Cross-account secret access

To retrieve secrets from another AWS account, you must use the full ARN. For example:

variables:
  AWS_REGION: us-east-1
  AWS_ROLE_ARN: 'arn:aws:iam::123456789012:role/cross-account-secrets-role'

cross-account-deployment:
  id_tokens:
    AWS_ID_TOKEN:
      aud: 'sts.amazonaws.com'
  secrets:
    SHARED_API_KEY:
      aws_secrets_manager:
        secret_id: 'arn:aws:secretsmanager:us-east-1:987654321098:secret:shared-api-keys-AbCdEf'
        field: 'production_key'
      file: false
  stage: deploy
  script:
    - echo "Accessing shared secret from another account..."
    - curl --header "Authorization: Bearer $SHARED_API_KEY" https://shared-api.example.com/deploy

Per-secret configuration overrides

You can override global AWS settings on a per-secret basis. For example:

variables:
  AWS_REGION: us-east-1
  AWS_ROLE_ARN: 'arn:aws:iam::123456789012:role/default-role'

multi-region-deployment:
  id_tokens:
    AWS_ID_TOKEN:
      aud: 'sts.amazonaws.com'
    EU_AWS_TOKEN:
      aud: 'sts.amazonaws.com'
  secrets:
    EU_DATABASE_PASSWORD:
      aws_secrets_manager:
        secret_id: eu-app-secrets/database
        field: 'password'
        region: 'eu-west-1'
        role_arn: 'arn:aws:iam::123456789012:role/eu-deployment-role'
        role_session_name: 'gitlab-eu-deployment'
      token: $EU_AWS_TOKEN
      file: false
    US_DATABASE_PASSWORD:
      aws_secrets_manager:
        secret_id: us-app-secrets/database
        field: 'password'
      file: false
  stage: deploy
  script:
    - echo "Deploying to EU region..."
    - deploy-to-eu.sh --db-password $EU_DATABASE_PASSWORD
    - echo "Deploying to US region..."
    - deploy-to-us.sh --db-password $US_DATABASE_PASSWORD

In these examples:

  • aud: The audience, which must match the audience used when creating the federated identity credentials.
  • secret_id: The name or ARN of the secret in AWS Secrets Manager. To retrieve a secret from another account, you must use an ARN.
  • field: Is the specific key in the JSON secret to retrieve. If not specified, the entire secret is retrieved.
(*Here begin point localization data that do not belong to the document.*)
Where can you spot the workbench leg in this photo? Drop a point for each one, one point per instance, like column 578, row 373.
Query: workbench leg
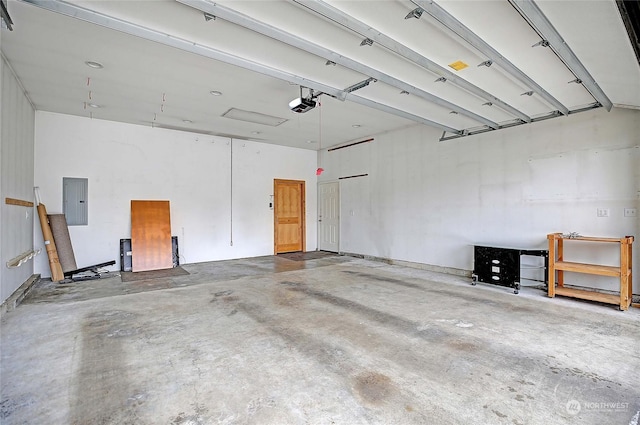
column 551, row 268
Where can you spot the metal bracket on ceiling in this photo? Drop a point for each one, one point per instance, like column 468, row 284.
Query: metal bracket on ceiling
column 543, row 43
column 367, row 42
column 360, row 85
column 415, row 13
column 531, row 12
column 4, row 14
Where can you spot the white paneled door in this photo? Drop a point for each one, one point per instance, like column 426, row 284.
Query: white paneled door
column 329, row 217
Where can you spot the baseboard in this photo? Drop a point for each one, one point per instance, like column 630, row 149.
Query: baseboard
column 18, row 295
column 421, row 266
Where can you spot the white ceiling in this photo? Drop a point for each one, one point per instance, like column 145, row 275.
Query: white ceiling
column 162, row 59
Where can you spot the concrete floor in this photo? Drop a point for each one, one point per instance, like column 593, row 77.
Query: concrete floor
column 332, row 341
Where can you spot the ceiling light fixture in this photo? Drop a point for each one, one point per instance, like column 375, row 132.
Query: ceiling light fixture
column 415, row 13
column 94, row 65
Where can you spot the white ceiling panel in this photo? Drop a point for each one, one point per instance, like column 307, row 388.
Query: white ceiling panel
column 164, row 57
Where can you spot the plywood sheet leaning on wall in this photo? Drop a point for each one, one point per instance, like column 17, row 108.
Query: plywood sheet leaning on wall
column 151, row 235
column 54, row 262
column 60, row 231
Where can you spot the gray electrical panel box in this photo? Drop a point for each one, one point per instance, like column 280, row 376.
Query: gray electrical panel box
column 75, row 200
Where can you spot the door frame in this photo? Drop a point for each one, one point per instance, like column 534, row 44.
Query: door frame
column 337, row 182
column 303, row 209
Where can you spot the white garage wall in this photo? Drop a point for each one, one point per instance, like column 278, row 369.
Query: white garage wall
column 16, row 180
column 124, row 162
column 428, row 202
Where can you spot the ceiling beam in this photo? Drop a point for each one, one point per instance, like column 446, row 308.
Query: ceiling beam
column 397, row 112
column 343, row 19
column 539, row 22
column 298, row 42
column 479, row 44
column 116, row 24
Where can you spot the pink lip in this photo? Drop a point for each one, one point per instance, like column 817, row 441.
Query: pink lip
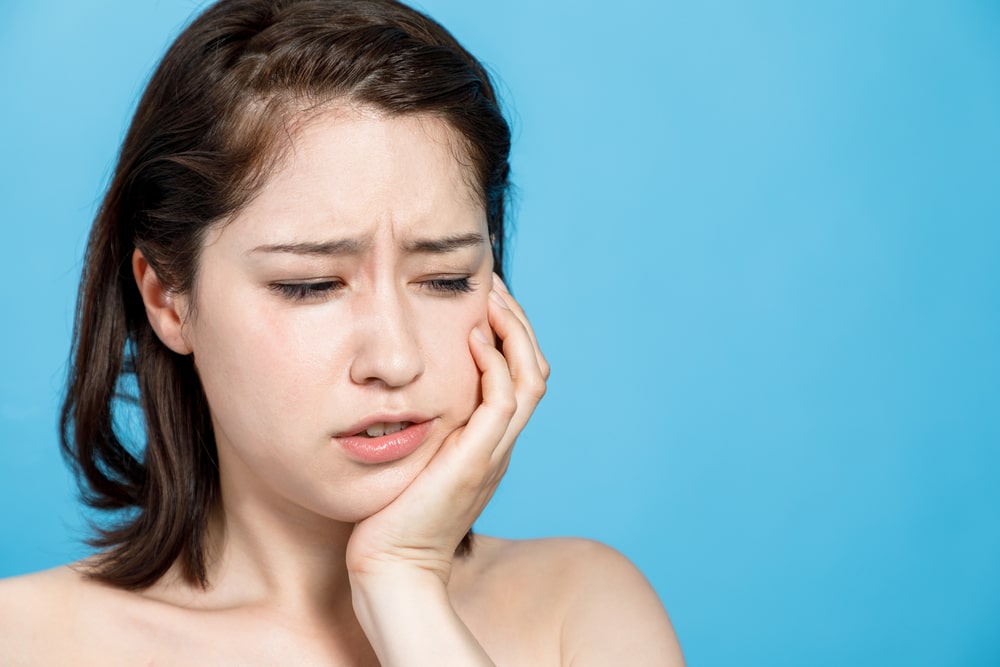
column 384, row 448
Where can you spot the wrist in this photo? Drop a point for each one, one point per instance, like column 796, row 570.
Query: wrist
column 408, row 617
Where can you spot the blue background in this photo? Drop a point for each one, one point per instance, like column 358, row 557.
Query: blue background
column 760, row 243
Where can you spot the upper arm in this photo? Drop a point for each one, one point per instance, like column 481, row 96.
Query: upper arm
column 614, row 616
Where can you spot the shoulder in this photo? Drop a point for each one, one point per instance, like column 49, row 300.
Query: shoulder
column 605, row 609
column 35, row 614
column 60, row 616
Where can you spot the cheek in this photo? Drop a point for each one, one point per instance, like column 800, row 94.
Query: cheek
column 457, row 378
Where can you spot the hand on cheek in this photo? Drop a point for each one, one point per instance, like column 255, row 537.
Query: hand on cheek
column 420, row 530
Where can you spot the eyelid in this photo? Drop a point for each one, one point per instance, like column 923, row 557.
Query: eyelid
column 450, row 285
column 307, row 290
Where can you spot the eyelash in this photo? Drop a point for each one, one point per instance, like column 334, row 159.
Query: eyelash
column 321, row 290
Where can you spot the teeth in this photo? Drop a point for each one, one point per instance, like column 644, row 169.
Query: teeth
column 385, row 428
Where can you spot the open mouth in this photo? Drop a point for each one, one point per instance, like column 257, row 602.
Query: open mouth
column 379, row 429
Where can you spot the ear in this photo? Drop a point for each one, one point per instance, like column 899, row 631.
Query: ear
column 164, row 309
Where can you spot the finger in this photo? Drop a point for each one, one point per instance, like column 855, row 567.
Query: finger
column 512, row 303
column 489, row 422
column 519, row 353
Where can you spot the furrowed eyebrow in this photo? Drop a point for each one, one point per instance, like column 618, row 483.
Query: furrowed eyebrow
column 325, row 248
column 444, row 244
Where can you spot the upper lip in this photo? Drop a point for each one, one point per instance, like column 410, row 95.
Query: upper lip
column 363, row 425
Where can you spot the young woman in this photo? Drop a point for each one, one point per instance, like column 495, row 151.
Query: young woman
column 296, row 273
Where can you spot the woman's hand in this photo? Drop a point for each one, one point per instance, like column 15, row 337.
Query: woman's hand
column 423, row 526
column 399, row 559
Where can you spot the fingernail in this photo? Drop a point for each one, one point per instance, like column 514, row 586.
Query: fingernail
column 499, row 299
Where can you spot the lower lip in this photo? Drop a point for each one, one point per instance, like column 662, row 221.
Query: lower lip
column 385, row 448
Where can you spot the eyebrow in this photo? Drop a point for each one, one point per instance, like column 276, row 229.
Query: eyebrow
column 314, row 248
column 445, row 244
column 435, row 246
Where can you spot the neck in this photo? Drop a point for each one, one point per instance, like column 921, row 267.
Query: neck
column 279, row 560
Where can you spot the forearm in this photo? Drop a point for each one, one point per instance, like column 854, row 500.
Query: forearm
column 409, row 620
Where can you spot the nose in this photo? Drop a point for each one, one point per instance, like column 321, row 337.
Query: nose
column 387, row 348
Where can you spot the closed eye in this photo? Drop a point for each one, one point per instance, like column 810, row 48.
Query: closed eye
column 308, row 291
column 449, row 285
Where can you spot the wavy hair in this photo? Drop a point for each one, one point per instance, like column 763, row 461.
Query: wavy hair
column 205, row 134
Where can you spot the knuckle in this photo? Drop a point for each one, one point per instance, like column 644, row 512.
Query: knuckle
column 505, row 405
column 536, row 388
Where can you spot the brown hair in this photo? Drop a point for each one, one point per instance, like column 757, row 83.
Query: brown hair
column 204, row 135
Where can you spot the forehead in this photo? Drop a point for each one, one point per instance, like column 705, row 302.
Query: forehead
column 349, row 171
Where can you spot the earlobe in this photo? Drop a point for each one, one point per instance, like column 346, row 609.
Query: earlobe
column 165, row 309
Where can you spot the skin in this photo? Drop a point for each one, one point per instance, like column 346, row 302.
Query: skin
column 319, row 559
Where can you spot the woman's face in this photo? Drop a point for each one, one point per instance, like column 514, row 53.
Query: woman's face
column 337, row 304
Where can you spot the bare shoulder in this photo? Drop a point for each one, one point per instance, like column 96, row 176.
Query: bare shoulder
column 34, row 614
column 601, row 607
Field access is only supported for flat JSON secrets (top-level keys only) and supports string, number, and boolean values. For example:
    • password: Accesses the password field.
    • api_key: Accesses the api_key field. token: Specifies which ID token to use for authentication. If not specified, the runner looks for a token named AWS_ID_TOKEN.
  • version_id: Is the unique identifier of a specific version of the secret. If you don’t specify either version_id or version_stage, AWS Secrets Manager returns the AWSCURRENT version.
  • version_stage: The staging label of the version of the secret to retrieve (such as AWSCURRENT or AWSPENDING). You cannot specify both version_id and version_stage for the same secret.
  • region: Overrides the global AWS_REGION for this specific secret.
  • role_arn: Overrides the global AWS_ROLE_ARN for this specific secret.
  • role_session_name: Overrides the global AWS_ROLE_SESSION_NAME for this specific secret.
  • GitLab fetches the secret from AWS Secrets Manager and stores the value in a temporary file. The path to this file is stored in a CI/CD variable, similar to file type CI/CD variables.

Troubleshooting

Refer to OIDC for AWS troubleshooting for general problems when setting up OIDC with AWS.